Janice Petrucci, a parishioner at San Francisco de Asís in Flagstaff, also used the Advent wreath to teach her two sons, now grown, about the period of waiting.
“We always cut greens from our yard and made our own Advent wreath,” Petrucci said. The family read from a seasonal prayer booklet and let the boys light the candles.
“It made them more aware of waiting for someone special,” Petrucci said.
But that’s not the only way to celebrate the season of waiting.
“Anything that you do ritually is important,” Fr. Donnay said.
“When parents tell stories about Christmas, the scriptural stories that precede Christmas are the Advent stories,” Fr. Donnay said. He pointed to the stories of John the Baptist being born and of Joseph as examples.
Those stories can also be found in the ritual of the Jesse Tree, which Petrucci taught to Catholic school students before retiring. Jesse, the father of King David, is often looked upon as the first person in the genealogy of Jesus.
Petrucci said the students loved to make their own ornaments for the Jesse Tree, which features symbols by which key figures in the Old Testament were known.
Patricia DiMatteo’s kids are grown now too, but she still recalls the 15 years she spent with her kids making the Jesse tree around the kitchen table. The idea started as a way to reinforce what her children learned at Catholic school, but quickly became a family tradition.

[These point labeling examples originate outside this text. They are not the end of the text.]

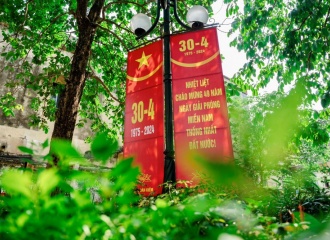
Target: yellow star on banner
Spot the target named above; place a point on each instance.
(143, 60)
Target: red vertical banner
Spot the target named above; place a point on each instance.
(201, 123)
(144, 125)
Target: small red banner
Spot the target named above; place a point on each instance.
(144, 125)
(199, 102)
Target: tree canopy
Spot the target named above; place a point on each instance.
(81, 48)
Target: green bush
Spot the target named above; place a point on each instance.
(58, 203)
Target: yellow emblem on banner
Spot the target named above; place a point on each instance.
(138, 79)
(198, 64)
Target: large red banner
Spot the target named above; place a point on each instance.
(199, 103)
(144, 125)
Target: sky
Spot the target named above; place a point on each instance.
(234, 59)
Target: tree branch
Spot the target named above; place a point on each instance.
(125, 2)
(98, 79)
(109, 31)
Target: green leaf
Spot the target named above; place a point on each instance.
(48, 180)
(15, 182)
(26, 150)
(103, 147)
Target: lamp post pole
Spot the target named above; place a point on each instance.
(169, 165)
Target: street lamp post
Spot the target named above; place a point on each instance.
(197, 17)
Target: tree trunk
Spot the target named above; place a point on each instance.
(67, 111)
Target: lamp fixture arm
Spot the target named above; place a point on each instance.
(154, 24)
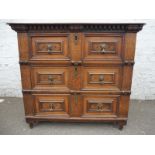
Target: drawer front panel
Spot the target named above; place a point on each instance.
(102, 78)
(50, 77)
(100, 105)
(101, 46)
(52, 104)
(52, 47)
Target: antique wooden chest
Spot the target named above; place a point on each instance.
(76, 72)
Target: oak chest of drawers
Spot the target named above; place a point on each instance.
(76, 72)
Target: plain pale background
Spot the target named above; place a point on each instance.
(143, 86)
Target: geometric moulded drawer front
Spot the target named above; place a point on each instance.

DiMatteo still displays the tree each year at the beginning of Advent.
“There’s lots of things that you can talk about depending on how old the kids are,” Fr. Donnay said. “The main idea is that there’s a focal point.”
That’s where an Advent calendar can help. Some count down the days until Christmas while others offer various prayers.
Celebrations vary
One of those days is the feast of St. Nicholas, which the Schroeders observe. The children leave out their shoes overnight and find small gifts, including chocolate coins, inside them by morning time.
Micki Schroeder is also sure to place a figurine of Santa kneeling by the baby Jesus at the Nativity scene.
“It puts into context how you can explain someone as iconic as St. Nicholas,” Schroeder said. “He doesn’t need to necessarily take away the mystery of Christmas, but it’s what he brings to it.”
Offering small gifts to others is another way to celebrate Advent. Fr. Donnay suggested making parish “giving trees” part of the family’s Advent tradition because it celebrates the incarnational sense of what is to come.
“Our love for God and Jesus coming in the human flesh is by doing something for someone else,” Fr. Donnay said.
Catherine E. Hanley in Flagstaff contributed to this story.